Help for Small Businesses Going Green

13 01 2009

PrintPlace has gone green, and since the environment is so important to us, we’d like to give other businesses ideas on how to become green. If every green company helped another company go green, think of all the pollution we could prevent from seeping into the air and all the resources we could save. PrintPlace is trying to do its part by offering these tidbits of green info for businesses going green.

Learn Environmental Regulations
Even though there is no national governmental certification for going green, there are rules you need to follow from the EPA. EPA environmental regulations are spelled out for you, including what permits you need and how to comply with the Clean Air Act, among others. Knowing these rules will put you well on your way to becoming green.

Create an Environmental Plan
You need to come up with an environmental policy statement and communicate eco-friendly responsibilities to employees. You should also set goals, such as lowering your water consumption or using 100% recycled paper by a certain date.’s web page on Environmental Planning can help you with your plan. You can even look at samples and get ideas for your industry.

Build Green
If your small business is in a building that needs to be renovated, or perhaps you have the capital to build an office, you can go green with building materials. Install energy efficient heating and cooling systems, buy energy efficient light bulbs and install insulation so that you can maximize the sun’s warmth when needed.

Buy Green Products

Green products are:

• Made from post-consumer, recycled materials
• Bio-based
• Non-toxic
• Energy efficient (look for the Energy Star logo)
• Locally produced
• Renewable and recyclable

Reduce, Reuse and Recycle
By reducing the amount of waste your company produces, you not only help the environment, but save money.
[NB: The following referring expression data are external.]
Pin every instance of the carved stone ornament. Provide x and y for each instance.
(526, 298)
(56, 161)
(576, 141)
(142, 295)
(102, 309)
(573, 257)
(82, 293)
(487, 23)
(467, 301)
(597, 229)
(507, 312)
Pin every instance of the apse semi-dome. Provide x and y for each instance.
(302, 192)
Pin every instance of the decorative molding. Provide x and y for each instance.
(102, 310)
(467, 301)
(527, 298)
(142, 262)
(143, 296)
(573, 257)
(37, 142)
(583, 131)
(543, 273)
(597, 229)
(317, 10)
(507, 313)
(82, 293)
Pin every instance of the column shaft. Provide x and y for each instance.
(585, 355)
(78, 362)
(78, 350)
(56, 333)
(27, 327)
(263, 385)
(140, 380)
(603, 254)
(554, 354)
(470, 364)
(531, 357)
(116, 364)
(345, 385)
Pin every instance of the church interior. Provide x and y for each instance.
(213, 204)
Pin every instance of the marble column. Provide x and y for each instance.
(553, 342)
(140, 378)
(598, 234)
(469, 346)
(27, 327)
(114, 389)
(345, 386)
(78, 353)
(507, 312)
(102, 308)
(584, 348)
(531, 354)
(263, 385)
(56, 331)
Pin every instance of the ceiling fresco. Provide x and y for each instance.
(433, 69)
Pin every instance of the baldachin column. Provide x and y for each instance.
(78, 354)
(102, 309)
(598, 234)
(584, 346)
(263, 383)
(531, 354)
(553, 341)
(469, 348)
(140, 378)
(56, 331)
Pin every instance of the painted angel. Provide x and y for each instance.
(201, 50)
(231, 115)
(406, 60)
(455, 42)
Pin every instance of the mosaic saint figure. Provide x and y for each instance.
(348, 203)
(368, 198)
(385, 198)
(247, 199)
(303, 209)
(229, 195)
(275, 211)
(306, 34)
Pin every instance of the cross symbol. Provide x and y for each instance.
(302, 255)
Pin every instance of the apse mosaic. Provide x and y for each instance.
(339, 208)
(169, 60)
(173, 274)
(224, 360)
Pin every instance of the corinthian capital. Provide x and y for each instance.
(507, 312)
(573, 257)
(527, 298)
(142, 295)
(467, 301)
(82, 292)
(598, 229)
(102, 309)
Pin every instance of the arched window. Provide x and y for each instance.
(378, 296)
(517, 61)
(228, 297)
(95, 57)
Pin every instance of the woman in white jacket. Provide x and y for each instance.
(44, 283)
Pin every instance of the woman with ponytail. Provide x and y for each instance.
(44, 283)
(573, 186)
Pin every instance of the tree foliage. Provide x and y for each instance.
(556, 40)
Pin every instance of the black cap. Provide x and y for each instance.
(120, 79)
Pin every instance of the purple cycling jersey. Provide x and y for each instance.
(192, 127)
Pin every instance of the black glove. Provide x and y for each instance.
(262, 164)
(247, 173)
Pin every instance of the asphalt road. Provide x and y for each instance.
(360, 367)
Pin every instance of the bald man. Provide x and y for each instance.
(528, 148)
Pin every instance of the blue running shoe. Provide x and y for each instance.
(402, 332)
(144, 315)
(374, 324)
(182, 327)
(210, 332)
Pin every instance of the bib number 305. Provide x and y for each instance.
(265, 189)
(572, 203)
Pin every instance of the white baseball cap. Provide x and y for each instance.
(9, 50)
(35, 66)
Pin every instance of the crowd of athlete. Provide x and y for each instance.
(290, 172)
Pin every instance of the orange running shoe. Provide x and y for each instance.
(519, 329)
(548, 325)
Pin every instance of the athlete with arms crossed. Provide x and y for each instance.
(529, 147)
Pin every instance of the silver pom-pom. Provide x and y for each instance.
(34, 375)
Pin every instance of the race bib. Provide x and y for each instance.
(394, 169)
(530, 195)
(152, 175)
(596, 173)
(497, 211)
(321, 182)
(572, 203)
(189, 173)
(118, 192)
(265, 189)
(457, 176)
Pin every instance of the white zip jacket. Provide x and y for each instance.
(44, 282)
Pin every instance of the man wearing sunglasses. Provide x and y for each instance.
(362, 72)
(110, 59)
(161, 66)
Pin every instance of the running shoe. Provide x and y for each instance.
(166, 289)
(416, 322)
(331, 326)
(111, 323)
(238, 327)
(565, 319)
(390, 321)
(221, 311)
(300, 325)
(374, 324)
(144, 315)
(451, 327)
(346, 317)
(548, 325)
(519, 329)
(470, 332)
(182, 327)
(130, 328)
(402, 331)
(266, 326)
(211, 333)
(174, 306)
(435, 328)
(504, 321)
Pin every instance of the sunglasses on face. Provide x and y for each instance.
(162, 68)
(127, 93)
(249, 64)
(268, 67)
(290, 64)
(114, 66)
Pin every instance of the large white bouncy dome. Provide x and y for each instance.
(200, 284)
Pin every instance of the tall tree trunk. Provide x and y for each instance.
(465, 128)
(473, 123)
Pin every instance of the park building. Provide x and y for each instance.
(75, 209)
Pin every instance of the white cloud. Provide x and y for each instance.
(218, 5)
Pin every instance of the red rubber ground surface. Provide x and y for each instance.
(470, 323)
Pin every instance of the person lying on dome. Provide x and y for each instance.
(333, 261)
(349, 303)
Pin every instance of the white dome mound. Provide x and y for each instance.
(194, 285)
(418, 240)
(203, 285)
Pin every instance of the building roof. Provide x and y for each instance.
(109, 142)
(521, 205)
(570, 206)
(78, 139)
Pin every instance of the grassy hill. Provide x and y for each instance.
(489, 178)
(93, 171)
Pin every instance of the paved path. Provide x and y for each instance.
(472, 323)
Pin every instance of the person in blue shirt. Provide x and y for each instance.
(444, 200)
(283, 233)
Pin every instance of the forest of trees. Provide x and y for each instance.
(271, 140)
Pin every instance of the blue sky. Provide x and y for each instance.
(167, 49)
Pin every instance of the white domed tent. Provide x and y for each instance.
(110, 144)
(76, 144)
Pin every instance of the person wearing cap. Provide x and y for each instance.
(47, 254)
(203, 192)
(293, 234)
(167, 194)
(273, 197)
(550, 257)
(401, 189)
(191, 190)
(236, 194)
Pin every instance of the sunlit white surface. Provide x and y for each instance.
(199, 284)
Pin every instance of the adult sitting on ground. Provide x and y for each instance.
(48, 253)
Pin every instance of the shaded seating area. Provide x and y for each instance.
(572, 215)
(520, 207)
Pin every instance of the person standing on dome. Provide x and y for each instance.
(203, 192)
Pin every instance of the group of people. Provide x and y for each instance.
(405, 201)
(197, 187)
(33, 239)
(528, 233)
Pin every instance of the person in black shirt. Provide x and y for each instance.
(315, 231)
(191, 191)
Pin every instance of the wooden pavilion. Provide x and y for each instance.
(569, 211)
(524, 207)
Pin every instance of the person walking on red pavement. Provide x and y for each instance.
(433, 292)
Waste reduction means lower removal costs and cuts cost on raw materials, equipment and office supplies. If you can streamline your operations to reduce waste, you’ll also save money on manpower by becoming more efficient. Instead of having an 8-hour workday, you could have a 7-hour workday, and shut down the lights and equipment an hour earlier each day. On the flip side, you could make and sell more products because of your higher efficiency and lower production costs.

Market Yourself as Green
Add green claims and eco-labels to your marketing strategy, including packaging. Let customers know that you’re a green company – many customers make purchasing decisions based on this info. Join an EPA partnership or stewardship program to learn more about being eco-friendly and to join other businesses that are helping to save the Earth.




One response

11 02 2009
Bill Ruesch

I find going green to be a help and a hinderence. It sounds good when companies decide that they will alley around the environment and make the commitment to go green. When it comes to dollars the commitment sometime weakens.
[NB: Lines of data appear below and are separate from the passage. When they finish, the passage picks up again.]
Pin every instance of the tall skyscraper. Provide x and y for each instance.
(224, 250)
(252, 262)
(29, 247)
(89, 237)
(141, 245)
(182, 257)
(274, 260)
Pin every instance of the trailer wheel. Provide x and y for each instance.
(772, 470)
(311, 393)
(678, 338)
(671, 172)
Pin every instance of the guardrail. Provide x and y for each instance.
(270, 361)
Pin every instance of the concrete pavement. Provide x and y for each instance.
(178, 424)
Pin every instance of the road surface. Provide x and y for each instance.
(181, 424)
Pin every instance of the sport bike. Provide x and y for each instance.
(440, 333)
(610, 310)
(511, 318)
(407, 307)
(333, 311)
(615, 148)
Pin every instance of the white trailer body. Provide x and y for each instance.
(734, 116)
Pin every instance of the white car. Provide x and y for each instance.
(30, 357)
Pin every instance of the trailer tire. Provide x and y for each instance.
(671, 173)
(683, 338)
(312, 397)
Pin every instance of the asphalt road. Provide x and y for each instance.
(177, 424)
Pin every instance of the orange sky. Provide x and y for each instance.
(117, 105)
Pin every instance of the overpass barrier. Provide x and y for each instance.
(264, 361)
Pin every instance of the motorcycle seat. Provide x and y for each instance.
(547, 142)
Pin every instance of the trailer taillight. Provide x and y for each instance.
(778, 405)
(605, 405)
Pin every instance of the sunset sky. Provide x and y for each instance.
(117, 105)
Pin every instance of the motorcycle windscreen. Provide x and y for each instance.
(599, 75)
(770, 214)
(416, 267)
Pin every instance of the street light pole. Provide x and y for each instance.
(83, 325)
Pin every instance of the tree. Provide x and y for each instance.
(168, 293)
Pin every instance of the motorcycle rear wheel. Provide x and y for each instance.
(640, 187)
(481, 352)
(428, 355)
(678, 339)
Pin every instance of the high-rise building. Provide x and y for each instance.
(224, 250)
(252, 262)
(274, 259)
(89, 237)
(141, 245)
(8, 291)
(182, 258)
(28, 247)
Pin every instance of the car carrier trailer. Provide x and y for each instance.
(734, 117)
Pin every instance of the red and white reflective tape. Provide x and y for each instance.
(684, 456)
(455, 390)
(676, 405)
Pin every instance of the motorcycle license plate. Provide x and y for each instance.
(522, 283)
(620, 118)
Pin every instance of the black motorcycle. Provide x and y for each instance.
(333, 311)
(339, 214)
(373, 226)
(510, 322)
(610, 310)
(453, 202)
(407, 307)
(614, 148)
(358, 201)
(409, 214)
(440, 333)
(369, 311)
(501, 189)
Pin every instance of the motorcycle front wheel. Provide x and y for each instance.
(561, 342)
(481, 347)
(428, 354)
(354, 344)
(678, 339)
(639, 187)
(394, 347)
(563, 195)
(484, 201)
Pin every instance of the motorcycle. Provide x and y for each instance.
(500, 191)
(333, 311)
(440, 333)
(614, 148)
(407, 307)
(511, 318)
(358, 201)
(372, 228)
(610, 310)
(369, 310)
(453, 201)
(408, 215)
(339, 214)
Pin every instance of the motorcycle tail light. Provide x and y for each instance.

To those companies who’s hearts are in the right place, but their wallets can’t support their intentions I’d like to say you are already doing more for the environment than you know. I’m very proud of the printing industry we have made giant strides in the last 30 years to manufacture a more environmentally conscious product. Almost all inks are at least partially vegetable oil based. It is difficult to find paper now that doesn’t have some recycled content. Printing plants have installed scrubbers to remove solvents from the breathable air. It’s all good. Changes are happening, with or without you.